The present invention relates generally to motor vehicle radar detectors and, more particularly, to radar detectors which provide improved sensitivity and a satisfactory level of "false alarms" by means of signal amplitude detection.
Radar signals have been commonly used by police for some time to determine the speed of motor vehicles. In response to radar speed monitoring and to signal motor vehicle operators when such monitoring is taking place, police radar detectors have likewise been used for almost a coincident period of time. Radar detectors sense radar signals and alert motor vehicle operators of their presence by audible and/or visual alarms. To ensure that radar detectors advise operators of radar monitoring operations at the earliest possible time, the detectors must be sufficiently sensitive to detect weak radar signals transmitted from as great a distance as possible. It is also important to minimize the number of "false alarms", i.e. alarms generated in response to signals/noise other than speed monitoring radar signals, produced by radar detectors such that an operator can rely on radar alerting signals generated by the detector. Unfortunately, detection of weak signals and minimizing false alarms present conflicting goals.
Currently available police radar detectors typically employ swept superheterodyne receivers which include FM discriminators whose output signals are filtered and passed to voltage comparators to detect the presence of radar signals. In an attempt to achieve both the weak signal detection and low false alarm goals, elaborate filters have been used that are matched to the "s-shape" of the detected FM signal which is generated as the signal sweeps through the intermediate frequency (IF) amplifier. Another approach is to perform digital signal processing on the output signal from the discriminator to improve post-discriminator dynamic range. Unfortunately, all known approaches tend to be complex and expensive and the detectors still are made up of an FM discriminator, a filter which is possibly complex and circuitry to finally make a radar signal present or no radar signal present decision.

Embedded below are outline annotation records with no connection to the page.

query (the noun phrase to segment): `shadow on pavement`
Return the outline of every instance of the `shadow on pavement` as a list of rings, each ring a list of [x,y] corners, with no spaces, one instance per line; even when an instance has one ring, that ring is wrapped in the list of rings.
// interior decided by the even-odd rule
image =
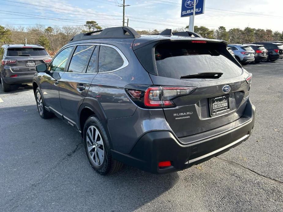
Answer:
[[[177,173],[158,175],[127,166],[102,176],[89,164],[80,133],[59,119],[41,119],[35,105],[2,108],[0,114],[0,184],[10,191],[0,189],[4,210],[64,211],[67,204],[76,211],[133,211],[179,180]]]

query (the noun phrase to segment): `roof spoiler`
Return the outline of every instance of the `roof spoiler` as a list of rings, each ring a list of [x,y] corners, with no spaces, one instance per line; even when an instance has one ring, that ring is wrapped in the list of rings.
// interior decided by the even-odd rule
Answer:
[[[93,34],[100,32],[98,35]],[[106,28],[87,33],[81,33],[75,36],[69,42],[87,39],[99,38],[137,38],[140,37],[136,30],[128,27],[118,27]]]
[[[196,38],[201,38],[203,37],[200,35],[196,33],[190,32],[189,31],[186,31],[184,32],[172,32],[171,29],[166,29],[165,30],[162,31],[159,34],[153,34],[154,35],[177,35],[178,36],[184,36],[185,37],[191,37],[193,35]]]

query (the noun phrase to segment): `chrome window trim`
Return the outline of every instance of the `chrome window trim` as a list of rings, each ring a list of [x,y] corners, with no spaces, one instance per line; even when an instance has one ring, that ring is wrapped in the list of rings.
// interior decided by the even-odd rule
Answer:
[[[78,73],[76,72],[69,72],[69,71],[50,71],[50,72],[57,72],[58,73],[69,73],[70,74],[104,74],[104,73],[110,73],[111,72],[113,72],[114,71],[117,71],[120,70],[122,69],[122,68],[124,68],[126,67],[129,64],[129,62],[128,61],[128,60],[127,59],[127,58],[126,57],[124,54],[122,52],[122,51],[118,48],[118,47],[115,46],[113,46],[112,45],[110,45],[110,44],[106,44],[104,43],[79,43],[76,44],[73,44],[73,45],[70,45],[70,46],[66,46],[64,48],[64,49],[62,49],[60,52],[58,52],[55,55],[55,56],[54,56],[54,57],[52,58],[52,60],[50,62],[50,64],[51,64],[51,62],[53,61],[53,59],[55,58],[57,55],[60,52],[61,52],[61,51],[63,51],[64,49],[65,49],[68,48],[68,47],[70,47],[71,46],[85,46],[86,45],[91,45],[94,46],[108,46],[109,47],[110,47],[111,48],[113,48],[115,50],[116,50],[118,53],[119,53],[119,54],[120,55],[120,56],[122,57],[122,58],[123,59],[123,60],[124,60],[124,63],[123,64],[121,67],[117,68],[115,70],[113,70],[113,71],[105,71],[104,72],[96,72],[94,73]]]

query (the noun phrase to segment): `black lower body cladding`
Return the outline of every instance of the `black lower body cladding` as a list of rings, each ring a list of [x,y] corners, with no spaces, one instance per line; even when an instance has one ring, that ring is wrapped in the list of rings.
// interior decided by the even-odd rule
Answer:
[[[188,144],[181,143],[169,131],[153,131],[143,135],[129,154],[112,150],[112,155],[125,164],[154,174],[169,173],[189,168],[220,155],[249,138],[255,115],[255,108],[250,103],[241,118],[244,122],[230,130],[222,133],[218,132],[214,136]],[[214,130],[210,131],[213,132]],[[159,162],[168,161],[171,162],[170,166],[158,167]]]

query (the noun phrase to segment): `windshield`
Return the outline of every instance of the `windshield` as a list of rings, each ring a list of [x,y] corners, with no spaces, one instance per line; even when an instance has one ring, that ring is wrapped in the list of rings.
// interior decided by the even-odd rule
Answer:
[[[34,57],[48,55],[45,49],[41,48],[11,48],[8,49],[7,56],[9,57]]]
[[[242,69],[216,50],[215,45],[172,43],[160,44],[155,48],[159,76],[180,79],[200,72],[220,71],[224,73],[221,78],[225,79],[242,73]]]

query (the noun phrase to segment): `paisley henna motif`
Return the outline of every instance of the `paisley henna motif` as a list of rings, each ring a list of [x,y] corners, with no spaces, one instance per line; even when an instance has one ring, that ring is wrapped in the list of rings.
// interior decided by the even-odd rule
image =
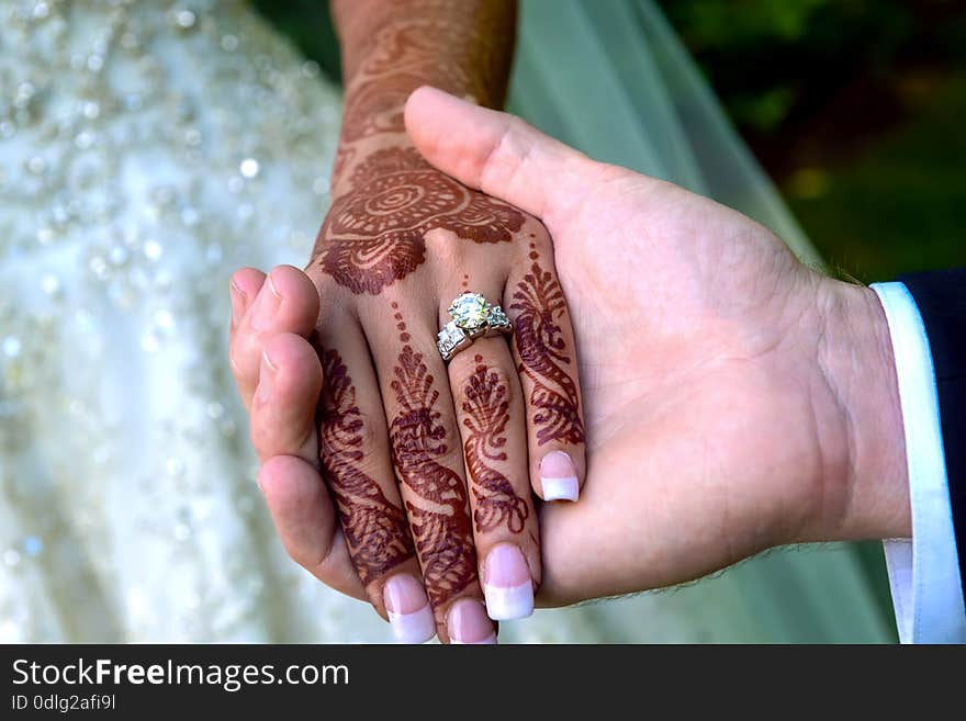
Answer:
[[[402,324],[405,331],[405,324]],[[391,383],[398,412],[390,427],[400,480],[418,497],[406,502],[426,590],[434,606],[476,581],[476,553],[462,478],[439,460],[448,451],[439,392],[423,353],[405,345]]]
[[[517,370],[532,382],[530,405],[537,408],[532,418],[537,443],[583,443],[580,394],[557,323],[566,309],[560,283],[533,259],[530,272],[514,291],[509,308],[517,312],[513,318],[520,357]]]
[[[349,554],[363,585],[383,576],[415,550],[403,509],[360,470],[362,415],[356,388],[335,350],[322,353],[325,381],[319,403],[319,457],[335,496]]]
[[[509,390],[498,374],[488,371],[482,356],[476,356],[475,361],[476,370],[463,388],[462,404],[467,414],[463,425],[469,429],[463,450],[476,500],[473,520],[478,532],[505,527],[519,533],[530,509],[506,476],[492,465],[494,461],[506,461],[503,448],[509,421]]]
[[[352,172],[353,190],[329,211],[319,263],[353,293],[378,294],[426,259],[426,233],[508,243],[524,214],[431,168],[415,148],[385,148]]]

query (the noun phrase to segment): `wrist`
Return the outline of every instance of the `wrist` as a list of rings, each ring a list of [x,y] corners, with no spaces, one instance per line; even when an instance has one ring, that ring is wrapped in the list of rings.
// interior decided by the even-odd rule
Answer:
[[[868,288],[822,282],[819,365],[844,430],[844,463],[831,480],[839,503],[820,504],[816,540],[909,537],[902,409],[885,312]]]

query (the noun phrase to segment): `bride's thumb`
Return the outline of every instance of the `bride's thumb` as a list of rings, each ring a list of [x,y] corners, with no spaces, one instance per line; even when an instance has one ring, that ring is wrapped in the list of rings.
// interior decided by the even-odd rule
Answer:
[[[600,167],[519,117],[429,86],[409,95],[406,131],[431,165],[544,222],[585,193]]]

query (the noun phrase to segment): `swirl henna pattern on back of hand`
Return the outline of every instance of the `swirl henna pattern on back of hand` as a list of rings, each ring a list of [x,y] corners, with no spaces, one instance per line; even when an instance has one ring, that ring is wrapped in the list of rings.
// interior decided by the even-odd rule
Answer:
[[[416,496],[406,500],[426,592],[434,607],[447,602],[476,581],[476,552],[469,523],[462,478],[439,460],[448,452],[440,423],[439,392],[423,353],[406,342],[408,334],[396,314],[405,343],[391,383],[400,404],[390,426],[396,475]]]
[[[509,423],[509,388],[497,373],[491,372],[476,356],[476,369],[467,381],[463,425],[469,435],[463,442],[476,506],[473,520],[476,531],[505,526],[510,532],[524,530],[530,509],[513,485],[490,463],[506,461],[506,425]]]
[[[569,372],[571,358],[557,324],[566,311],[566,301],[560,283],[540,267],[537,258],[536,252],[530,252],[530,272],[517,285],[509,306],[518,313],[514,318],[520,357],[517,370],[533,384],[530,405],[537,408],[533,425],[538,446],[550,441],[583,443],[577,384]]]
[[[474,243],[508,243],[524,226],[515,207],[470,190],[415,148],[384,148],[362,161],[322,228],[323,270],[353,293],[380,293],[426,259],[425,235],[441,228]]]
[[[322,353],[319,458],[335,496],[349,554],[363,585],[414,556],[406,515],[360,470],[367,449],[356,387],[335,350]]]

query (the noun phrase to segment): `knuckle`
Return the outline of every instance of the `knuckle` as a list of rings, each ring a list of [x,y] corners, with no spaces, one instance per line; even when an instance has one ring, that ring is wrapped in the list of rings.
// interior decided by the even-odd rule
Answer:
[[[470,357],[451,368],[457,393],[457,407],[463,413],[492,406],[494,402],[509,402],[518,383],[516,372],[503,363],[487,363],[482,356]],[[459,356],[453,359],[453,362]],[[452,367],[451,362],[451,367]]]
[[[375,420],[364,413],[344,415],[323,415],[319,419],[322,451],[325,455],[358,457],[357,465],[374,463],[380,452],[385,451],[384,433],[380,432]]]

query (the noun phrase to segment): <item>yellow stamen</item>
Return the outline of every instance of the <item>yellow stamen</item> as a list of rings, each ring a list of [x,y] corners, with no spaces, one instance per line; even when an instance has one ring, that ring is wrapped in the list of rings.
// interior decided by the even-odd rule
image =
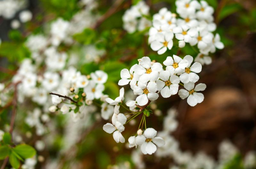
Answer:
[[[163,43],[163,44],[165,46],[167,47],[167,46],[168,45],[168,42],[164,41],[164,42]]]
[[[145,88],[143,90],[143,93],[146,95],[147,95],[149,92],[148,92],[148,90],[147,89]]]
[[[166,81],[165,82],[165,85],[167,86],[170,86],[171,83],[171,81],[169,80]]]
[[[191,72],[191,71],[189,68],[186,68],[185,69],[185,72],[187,73],[189,73],[190,72]]]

Further, all such known detectors also employ an inordinately wide IF bandwidth in comparison to desired matched filter considerations, possibly due to signal detection considerations. While matched filter bandwidth is approximately the square root of the sweep rate of the swept superheterodyne receiver, known detectors use a substantially wider IF bandwidth. With wider IF bandwidth, the "s-curve" persists for a relatively longer period of time and therefore its energy is concentrated at lower frequencies making it easier to detect in the presence of broadband noise from the discriminator. Conversely, as the IF bandwidth is narrowed the "s-curve" occurs faster occupying a wider bandwidth, and is progressively more difficult to detect in the presence of noise occupying a similar bandwidth. Further confounding the recognition task is the fact that the desired "s-curve" is a bipolar signal buried in bipolar noise. Still another difficulty is the inherent nature of the FM limiter/discriminator: improving input signal strength is not manifested solely by increased output signal amplitude but also by suppression of the noise component. Recognizing improved signal to noise ratio arising from suppressed noise is a complex task tending to require expensive hardware.
Accordingly, there is a need for an improved radar detector which operates effectively with IF bandwidth more closely approximating the matched filter bandwidth and which overcomes the foregoing problems associated with conventional radar detector techniques utilizing FM discriminators whose output signals are filtered and passed to voltage comparators or other circuitry to detect the presence of radar signals.